- Court: Court of Appeal
- Citation: [2002] EWCA Civ 464

Keywords
- Transfer of undertakings

= RCO Support Services Ltd v Unison =

RCO Support Services v Unison [2002] EWCA Civ 464 is a UK labour law case concerning transfers of undertakings, and the job security rights of employees.

==Facts==
Patient services of the Walton branch of Aintree Hospitals NHS Trust were transferred to two wards in Fazakerley. Cleaners, through ‘Initial Hospital Services’, had refused to take jobs, on worse terms, with RCO doing the same thing. RCO won the contract, partly, by giving an assurance that TUPE would not apply. RCO relied heavily on Süzen, and argued that if neither assets nor workforce were transferred, there could be no TUPE application. Unison argued Süzen favoured its position.

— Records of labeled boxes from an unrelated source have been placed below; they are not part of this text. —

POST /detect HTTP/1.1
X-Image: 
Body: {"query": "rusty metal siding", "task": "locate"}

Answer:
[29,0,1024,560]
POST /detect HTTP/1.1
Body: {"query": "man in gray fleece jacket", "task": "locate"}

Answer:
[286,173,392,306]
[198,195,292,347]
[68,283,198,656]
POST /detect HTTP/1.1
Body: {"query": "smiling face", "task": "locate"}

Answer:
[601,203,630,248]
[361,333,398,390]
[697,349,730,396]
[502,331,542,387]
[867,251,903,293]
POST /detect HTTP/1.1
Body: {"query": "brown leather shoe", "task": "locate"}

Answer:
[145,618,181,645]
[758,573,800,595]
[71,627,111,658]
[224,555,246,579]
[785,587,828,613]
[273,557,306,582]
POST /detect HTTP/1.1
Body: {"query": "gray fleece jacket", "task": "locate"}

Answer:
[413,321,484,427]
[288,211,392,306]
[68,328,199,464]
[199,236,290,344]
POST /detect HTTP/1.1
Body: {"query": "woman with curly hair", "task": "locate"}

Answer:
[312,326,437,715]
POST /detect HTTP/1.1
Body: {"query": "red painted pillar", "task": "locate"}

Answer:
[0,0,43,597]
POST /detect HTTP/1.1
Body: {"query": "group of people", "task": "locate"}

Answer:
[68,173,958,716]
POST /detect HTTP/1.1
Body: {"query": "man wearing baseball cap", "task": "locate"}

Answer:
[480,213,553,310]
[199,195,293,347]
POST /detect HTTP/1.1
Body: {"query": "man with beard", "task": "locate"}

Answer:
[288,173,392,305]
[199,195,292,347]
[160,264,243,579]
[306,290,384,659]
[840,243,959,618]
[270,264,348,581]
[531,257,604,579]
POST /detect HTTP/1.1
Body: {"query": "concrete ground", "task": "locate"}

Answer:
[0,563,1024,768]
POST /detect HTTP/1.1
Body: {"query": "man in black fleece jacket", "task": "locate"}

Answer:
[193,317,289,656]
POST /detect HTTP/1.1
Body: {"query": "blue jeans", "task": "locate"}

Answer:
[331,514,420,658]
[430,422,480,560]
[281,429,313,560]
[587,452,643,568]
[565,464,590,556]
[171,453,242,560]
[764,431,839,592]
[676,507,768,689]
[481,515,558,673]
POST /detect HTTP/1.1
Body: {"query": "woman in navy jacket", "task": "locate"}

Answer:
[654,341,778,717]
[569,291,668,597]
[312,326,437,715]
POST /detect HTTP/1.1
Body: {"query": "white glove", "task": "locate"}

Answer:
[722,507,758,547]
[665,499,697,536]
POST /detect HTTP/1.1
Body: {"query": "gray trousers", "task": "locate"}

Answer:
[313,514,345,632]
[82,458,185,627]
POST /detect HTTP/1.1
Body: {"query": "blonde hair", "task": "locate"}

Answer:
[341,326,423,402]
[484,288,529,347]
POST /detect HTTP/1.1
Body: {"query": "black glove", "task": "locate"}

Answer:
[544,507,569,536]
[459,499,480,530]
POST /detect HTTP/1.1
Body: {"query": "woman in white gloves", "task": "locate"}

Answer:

The EAT noted that it was not sorry to conclude that the Tribunal was correct to hold there was a transfer of an entity which retained its identity. Were it otherwise, new contractors could simply avoid TUPE by not hiring any of the old sacked workers.

==Judgment==
Mummery LJ noted that RCO relied on Paul Davies’ discussion of the ‘checkered history’ of the background to the Süzen decision. He agreed, all the circumstances should be taken into account. He agreed with RCO's submission that subjective motive is not a real issue. But the offer by RCO to the workers to resign from Initial and join them could be considered.